Die DSV-Athletin ist in der Slalom-Weltcupwertung plötzlich erste Verfolgerin der beiden Stars der Szene. "Lena hat bereits 2013 einen Weltcupsieg gefeiert. Das muss man erst mal erreichen. Dies bedeutet gleichzeitig, dass sie die Qualität auf dem Ski immer in sich getragen hat", sagt Dopfer, der 2015 in Beaver Creek Vizeweltmeister im Slalom wurde.
"Aus der Ferne betrachtet gefällt es mir sehr gut, wie sie sich technisch weiterentwickelt hat", so der gebürtige Innsbrucker, der während seiner Karriere im Weltcup für Deutschland startete. Bei Dürr passe nun "auch das Material wieder mehr zu ihrer Fahrweise".
Ein Eindruck, den die 30-Jährige bestätigte. "Ich habe einen neuen Servicemann.
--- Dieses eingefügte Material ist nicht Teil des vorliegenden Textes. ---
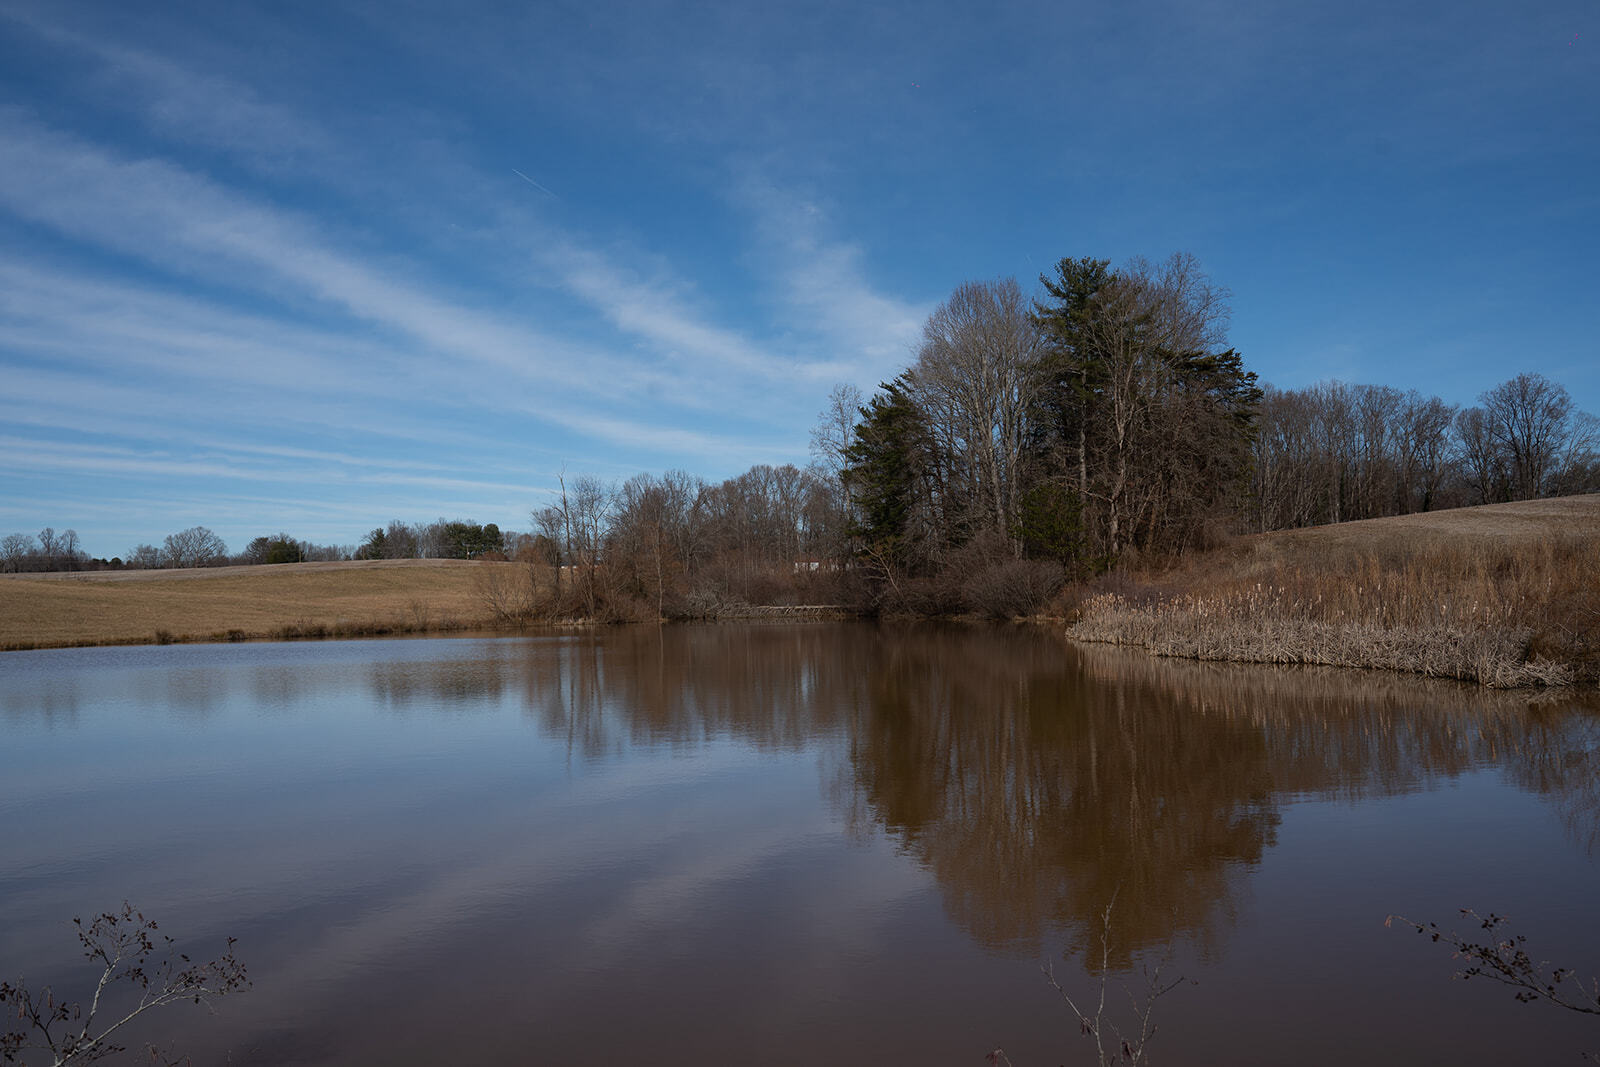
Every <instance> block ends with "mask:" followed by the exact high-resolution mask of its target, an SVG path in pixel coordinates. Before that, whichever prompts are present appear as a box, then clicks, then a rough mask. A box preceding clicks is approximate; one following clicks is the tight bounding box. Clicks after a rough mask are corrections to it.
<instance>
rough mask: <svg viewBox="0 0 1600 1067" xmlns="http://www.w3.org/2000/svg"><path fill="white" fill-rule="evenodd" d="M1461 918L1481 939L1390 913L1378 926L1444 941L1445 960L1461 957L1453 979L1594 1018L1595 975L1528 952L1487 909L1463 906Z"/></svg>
mask: <svg viewBox="0 0 1600 1067" xmlns="http://www.w3.org/2000/svg"><path fill="white" fill-rule="evenodd" d="M1461 917H1462V918H1466V920H1470V921H1474V923H1477V925H1478V929H1480V931H1483V934H1480V936H1482V937H1483V941H1472V937H1464V936H1461V934H1458V933H1454V931H1448V929H1442V928H1440V926H1438V923H1419V921H1416V920H1411V918H1406V917H1405V915H1390V917H1389V918H1386V920H1384V926H1392V925H1394V923H1395V921H1398V923H1402V925H1405V926H1410V928H1413V929H1414V931H1416V933H1419V934H1422V936H1424V937H1429V939H1430V941H1434V942H1440V944H1446V945H1450V949H1451V953H1450V958H1453V960H1461V961H1462V966H1461V969H1459V971H1456V977H1459V979H1462V981H1472V979H1475V977H1482V979H1488V981H1491V982H1499V984H1501V985H1507V987H1510V989H1512V990H1515V993H1514V997H1515V998H1517V1000H1520V1001H1522V1003H1533V1001H1536V1000H1542V1001H1546V1003H1552V1005H1555V1006H1557V1008H1566V1009H1568V1011H1576V1013H1579V1014H1586V1016H1600V977H1590V979H1587V981H1584V979H1582V977H1579V976H1578V971H1573V969H1571V968H1562V966H1554V965H1550V963H1549V961H1546V960H1536V958H1534V957H1531V955H1528V939H1526V937H1523V936H1522V934H1515V936H1512V934H1507V933H1506V931H1504V926H1506V923H1507V921H1510V920H1509V918H1507V917H1506V915H1496V913H1494V912H1490V913H1488V917H1483V915H1478V913H1477V912H1474V910H1472V909H1470V907H1464V909H1461ZM1586 1059H1592V1061H1594V1062H1597V1064H1600V1053H1586Z"/></svg>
Wir sind einen Schritt mit dem Material weitergekommen. Das gibt einem vielleicht die letzte Sicherheit am Start, das auch unter einem alles passt, also Ski und Schuh", erklärte Dürr in der "Frankfurter Rundschau".
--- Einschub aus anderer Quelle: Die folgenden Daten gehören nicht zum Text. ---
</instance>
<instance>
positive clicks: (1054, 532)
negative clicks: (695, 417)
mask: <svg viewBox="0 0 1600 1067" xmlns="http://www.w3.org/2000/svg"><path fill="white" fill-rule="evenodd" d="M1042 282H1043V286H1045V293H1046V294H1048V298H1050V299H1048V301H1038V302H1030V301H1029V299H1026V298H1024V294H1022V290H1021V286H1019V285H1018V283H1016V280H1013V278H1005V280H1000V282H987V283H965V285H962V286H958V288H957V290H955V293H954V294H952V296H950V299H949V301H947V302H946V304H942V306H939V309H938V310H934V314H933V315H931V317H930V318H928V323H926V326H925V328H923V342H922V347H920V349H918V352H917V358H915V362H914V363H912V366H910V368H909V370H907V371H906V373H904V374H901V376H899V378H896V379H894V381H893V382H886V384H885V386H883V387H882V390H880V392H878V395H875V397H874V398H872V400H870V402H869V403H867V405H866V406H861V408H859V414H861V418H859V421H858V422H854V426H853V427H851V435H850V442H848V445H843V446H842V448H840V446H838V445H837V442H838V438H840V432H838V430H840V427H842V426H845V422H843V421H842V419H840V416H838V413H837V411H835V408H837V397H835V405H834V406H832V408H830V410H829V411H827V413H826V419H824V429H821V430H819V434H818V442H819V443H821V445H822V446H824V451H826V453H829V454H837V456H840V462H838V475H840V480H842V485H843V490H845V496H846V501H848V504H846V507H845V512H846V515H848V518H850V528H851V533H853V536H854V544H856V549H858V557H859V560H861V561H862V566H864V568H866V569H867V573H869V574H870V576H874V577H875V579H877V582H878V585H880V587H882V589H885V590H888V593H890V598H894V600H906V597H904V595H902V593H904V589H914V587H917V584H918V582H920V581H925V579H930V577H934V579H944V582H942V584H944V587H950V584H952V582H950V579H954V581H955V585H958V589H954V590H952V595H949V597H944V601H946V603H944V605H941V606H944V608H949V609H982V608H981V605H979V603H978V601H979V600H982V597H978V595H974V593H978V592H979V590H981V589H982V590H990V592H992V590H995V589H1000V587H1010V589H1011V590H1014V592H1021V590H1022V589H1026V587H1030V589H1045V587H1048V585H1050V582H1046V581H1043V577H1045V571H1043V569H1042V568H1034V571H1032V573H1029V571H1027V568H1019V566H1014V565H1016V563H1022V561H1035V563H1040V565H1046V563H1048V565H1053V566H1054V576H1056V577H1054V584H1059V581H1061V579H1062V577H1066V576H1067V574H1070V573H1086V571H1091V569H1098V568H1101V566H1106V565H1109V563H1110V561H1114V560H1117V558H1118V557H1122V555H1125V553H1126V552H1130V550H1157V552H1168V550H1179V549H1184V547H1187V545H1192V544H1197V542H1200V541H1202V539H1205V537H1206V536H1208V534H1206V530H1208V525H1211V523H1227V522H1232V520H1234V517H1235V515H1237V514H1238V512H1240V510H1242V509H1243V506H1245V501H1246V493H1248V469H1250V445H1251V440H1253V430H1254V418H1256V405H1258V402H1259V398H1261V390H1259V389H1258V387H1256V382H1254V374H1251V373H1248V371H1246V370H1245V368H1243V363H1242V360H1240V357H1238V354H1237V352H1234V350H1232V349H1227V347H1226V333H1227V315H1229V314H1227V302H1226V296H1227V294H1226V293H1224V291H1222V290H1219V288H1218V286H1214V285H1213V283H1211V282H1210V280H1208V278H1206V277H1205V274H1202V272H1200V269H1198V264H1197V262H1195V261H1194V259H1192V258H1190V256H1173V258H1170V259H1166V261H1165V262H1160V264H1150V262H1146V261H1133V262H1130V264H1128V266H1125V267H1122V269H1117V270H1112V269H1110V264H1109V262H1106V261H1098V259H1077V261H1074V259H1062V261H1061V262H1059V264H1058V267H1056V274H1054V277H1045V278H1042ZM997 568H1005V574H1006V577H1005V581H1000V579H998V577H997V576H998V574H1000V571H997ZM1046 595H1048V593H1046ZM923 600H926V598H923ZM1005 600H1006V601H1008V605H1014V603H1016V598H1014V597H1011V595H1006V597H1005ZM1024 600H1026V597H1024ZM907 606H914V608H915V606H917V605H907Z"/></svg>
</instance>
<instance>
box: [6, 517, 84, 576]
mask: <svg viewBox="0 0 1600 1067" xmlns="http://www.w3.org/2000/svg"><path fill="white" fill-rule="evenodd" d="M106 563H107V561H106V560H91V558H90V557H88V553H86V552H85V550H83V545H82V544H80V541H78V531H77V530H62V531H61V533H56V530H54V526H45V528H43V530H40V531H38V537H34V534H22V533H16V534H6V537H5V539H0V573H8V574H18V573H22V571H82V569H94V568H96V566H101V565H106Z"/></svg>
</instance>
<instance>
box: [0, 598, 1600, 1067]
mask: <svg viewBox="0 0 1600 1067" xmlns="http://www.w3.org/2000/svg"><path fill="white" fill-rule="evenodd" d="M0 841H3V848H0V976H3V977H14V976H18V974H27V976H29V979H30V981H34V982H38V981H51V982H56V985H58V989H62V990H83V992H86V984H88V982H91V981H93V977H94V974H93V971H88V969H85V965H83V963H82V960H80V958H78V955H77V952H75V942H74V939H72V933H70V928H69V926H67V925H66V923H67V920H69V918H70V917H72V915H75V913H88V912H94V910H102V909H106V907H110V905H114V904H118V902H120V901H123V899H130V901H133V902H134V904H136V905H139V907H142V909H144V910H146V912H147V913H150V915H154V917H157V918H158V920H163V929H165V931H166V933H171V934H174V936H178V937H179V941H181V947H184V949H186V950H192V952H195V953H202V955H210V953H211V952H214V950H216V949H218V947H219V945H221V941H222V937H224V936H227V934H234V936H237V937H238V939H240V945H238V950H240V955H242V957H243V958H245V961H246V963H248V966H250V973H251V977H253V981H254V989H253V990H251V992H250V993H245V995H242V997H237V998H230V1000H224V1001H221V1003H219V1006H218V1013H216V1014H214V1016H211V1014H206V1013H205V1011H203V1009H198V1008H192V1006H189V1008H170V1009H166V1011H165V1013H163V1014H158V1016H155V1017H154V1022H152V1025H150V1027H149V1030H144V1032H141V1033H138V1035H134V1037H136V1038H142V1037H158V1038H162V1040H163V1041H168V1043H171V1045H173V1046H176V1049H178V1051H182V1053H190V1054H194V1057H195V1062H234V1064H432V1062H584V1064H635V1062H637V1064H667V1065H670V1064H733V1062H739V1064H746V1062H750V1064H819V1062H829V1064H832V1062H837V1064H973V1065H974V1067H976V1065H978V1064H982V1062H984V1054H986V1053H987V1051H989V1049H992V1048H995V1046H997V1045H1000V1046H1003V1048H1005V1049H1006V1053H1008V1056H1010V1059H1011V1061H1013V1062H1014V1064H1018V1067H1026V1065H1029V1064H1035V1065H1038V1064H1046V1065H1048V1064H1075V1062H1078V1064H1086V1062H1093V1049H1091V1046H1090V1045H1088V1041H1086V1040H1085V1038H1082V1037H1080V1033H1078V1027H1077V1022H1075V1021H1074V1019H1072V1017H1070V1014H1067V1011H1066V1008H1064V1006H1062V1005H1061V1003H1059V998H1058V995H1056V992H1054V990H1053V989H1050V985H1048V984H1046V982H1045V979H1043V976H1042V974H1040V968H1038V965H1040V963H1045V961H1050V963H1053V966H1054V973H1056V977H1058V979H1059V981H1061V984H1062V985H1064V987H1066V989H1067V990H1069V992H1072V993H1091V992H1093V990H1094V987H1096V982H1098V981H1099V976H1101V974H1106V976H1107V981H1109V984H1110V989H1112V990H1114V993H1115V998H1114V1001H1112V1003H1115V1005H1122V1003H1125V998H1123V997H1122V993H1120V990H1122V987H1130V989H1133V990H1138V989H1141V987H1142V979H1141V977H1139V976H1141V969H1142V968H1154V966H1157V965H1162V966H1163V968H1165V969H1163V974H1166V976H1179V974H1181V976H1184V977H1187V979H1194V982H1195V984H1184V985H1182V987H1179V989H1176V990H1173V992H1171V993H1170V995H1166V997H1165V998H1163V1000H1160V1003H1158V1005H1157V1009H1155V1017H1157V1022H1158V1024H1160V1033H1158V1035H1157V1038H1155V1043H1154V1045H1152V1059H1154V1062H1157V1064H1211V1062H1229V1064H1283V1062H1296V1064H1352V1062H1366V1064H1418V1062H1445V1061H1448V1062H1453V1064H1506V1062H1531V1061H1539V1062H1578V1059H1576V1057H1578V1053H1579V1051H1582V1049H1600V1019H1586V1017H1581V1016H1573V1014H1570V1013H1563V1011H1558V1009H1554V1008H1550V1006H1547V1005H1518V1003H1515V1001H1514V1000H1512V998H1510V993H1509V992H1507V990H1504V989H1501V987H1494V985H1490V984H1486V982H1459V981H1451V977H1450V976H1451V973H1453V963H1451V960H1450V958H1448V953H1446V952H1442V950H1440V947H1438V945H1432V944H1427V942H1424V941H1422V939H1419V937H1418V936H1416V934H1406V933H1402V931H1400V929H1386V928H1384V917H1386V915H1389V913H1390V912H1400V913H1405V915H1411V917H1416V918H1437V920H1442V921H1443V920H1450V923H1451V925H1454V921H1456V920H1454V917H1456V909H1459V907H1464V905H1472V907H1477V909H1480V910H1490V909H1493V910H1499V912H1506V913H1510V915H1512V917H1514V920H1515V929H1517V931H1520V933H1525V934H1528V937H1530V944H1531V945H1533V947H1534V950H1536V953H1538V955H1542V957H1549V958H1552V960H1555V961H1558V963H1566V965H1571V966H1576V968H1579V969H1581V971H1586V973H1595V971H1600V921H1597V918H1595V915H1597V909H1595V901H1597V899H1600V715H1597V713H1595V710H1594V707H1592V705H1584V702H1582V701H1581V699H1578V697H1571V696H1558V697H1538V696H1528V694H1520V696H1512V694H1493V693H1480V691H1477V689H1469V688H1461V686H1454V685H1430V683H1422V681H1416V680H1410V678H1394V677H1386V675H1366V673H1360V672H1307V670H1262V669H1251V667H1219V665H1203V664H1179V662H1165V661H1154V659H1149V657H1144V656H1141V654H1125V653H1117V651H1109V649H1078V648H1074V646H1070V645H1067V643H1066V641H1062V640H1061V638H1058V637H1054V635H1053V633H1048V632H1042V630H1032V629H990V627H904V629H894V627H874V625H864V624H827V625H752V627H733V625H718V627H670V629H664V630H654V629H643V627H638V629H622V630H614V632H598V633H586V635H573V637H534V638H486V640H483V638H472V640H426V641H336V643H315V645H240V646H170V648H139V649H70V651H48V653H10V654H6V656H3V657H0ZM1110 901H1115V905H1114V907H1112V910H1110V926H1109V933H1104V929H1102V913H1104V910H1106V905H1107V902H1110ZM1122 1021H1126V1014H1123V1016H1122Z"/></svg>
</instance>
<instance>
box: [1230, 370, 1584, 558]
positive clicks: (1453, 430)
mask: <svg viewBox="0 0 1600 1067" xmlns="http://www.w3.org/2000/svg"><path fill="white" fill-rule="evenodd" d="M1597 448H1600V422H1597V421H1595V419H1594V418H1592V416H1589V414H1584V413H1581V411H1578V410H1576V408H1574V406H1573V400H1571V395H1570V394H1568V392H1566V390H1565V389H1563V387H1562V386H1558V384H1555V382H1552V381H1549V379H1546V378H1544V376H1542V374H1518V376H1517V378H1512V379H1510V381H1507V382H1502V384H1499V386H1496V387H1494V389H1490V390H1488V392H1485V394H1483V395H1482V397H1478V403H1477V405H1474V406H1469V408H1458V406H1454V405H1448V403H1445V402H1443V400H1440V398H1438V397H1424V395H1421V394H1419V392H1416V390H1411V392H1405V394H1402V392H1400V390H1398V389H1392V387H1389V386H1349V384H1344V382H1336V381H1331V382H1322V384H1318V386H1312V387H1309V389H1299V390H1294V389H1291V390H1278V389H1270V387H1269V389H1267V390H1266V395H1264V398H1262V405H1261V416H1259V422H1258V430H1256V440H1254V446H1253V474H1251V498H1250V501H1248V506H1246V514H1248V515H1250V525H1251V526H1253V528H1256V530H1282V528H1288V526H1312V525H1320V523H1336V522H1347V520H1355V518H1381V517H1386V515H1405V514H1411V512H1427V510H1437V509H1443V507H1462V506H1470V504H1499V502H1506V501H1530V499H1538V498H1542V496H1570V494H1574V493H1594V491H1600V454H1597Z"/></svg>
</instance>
Dopfer: "Optimale Voraussetzungen" für Dürr
Das Gesamtpaket scheint nun zu passen und "wenn sich dann noch zusätzliche die Erfolge einstellen und bereits die ersten Durchgänge erfolgreich absolviert werden, löst die positiven Emotionen und Gefühle aus", weiß Dopfer, der in diesem Winter als Weltcup- und Olympia-Experte bei Eurosport im Einsatz ist.
Vor diesem Hintergrund sei es besonders wertvoll, dass Dürr einen dermaßen guten Start hatte.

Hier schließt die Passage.